Bos Wales Ryan Giggs membantah tuduhan menyerang dua wanita dan mengontrol atau perilaku memaksa.

Mantan pemain sayap Manchester United itu mengaku tidak bersalah atas tuduhan dia melakukan kekerasan dan terlibat dalam perilaku terhadap mantan pacarnya termasuk isolasi, meremehkan, penghinaan, pelecehan, degradasi dan pelecehan, Pengadilan Magistrat Manchester mendengar dalam sidang singkat pada hari Rabu.

Giggs juga mengajukan pengakuan tidak bersalah atas cedera tubuh yang sebenarnya kepada eksekutif PR Kate Greville, 36, di rumahnya di Worsley, Greater Manchester pada 1 November tahun lalu.

Dia juga dituduh melakukan penyerangan umum terhadap Emma Greville, yang dianggap sebagai adik perempuan Ms Greville, dalam insiden yang sama.
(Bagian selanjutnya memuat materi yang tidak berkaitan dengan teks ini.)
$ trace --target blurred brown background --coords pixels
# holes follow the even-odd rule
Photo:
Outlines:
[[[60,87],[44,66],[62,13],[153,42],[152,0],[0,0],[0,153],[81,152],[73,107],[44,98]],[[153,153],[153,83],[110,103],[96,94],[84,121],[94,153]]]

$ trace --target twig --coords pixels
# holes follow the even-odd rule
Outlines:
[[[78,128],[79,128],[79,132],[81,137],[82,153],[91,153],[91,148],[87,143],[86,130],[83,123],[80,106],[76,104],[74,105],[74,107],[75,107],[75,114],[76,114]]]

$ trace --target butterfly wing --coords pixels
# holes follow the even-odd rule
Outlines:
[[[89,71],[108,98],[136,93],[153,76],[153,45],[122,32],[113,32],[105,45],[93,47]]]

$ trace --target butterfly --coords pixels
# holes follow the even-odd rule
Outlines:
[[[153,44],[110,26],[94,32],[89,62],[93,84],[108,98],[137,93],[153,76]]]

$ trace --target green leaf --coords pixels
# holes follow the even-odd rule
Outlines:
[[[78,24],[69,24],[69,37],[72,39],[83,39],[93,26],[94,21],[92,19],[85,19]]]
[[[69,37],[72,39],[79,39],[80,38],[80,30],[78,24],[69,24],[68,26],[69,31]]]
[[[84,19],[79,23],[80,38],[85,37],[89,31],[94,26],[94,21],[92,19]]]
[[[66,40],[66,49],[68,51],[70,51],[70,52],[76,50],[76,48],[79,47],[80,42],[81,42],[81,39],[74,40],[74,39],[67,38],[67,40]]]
Tuduhan mengontrol dan perilaku koersif dalam hubungan intim menuduh pelecehan tersebut berlangsung hampir tiga tahun, antara Desember 2017 hingga November 2020.

Pria berusia 47 tahun itu muncul di dermaga untuk penampilan pengadilan pertamanya saat tiga dakwaan terhadapnya dibacakan dan dia memasukkan pengakuan tidak bersalahnya.

Giggs, yang berbicara hanya untuk mengonfirmasi nama, alamat dan memasukkan pengakuan tidak bersalahnya, telah dibebaskan dengan jaminan untuk hadir di Pengadilan Mahkota Manchester pada 26 Mei.

Syarat jaminannya adalah dia tidak boleh menghubungi Kate atau Emma Greville atau pergi ke alamat mana pun mereka berada.

Sidang yang berlangsung selama 13 menit ini membahas masalah prosedural karena kasus tersebut telah dikirim ke pengadilan mahkota untuk persidangan lebih lanjut.

Asosiasi Sepak Bola Wales pekan lalu mengonfirmasi bahwa Giggs tidak akan memimpin tim putra mereka di Kejuaraan Eropa musim panas ini, dengan Robert Page yang mengambil kendali.

Leave a comment

Your email address will not be published.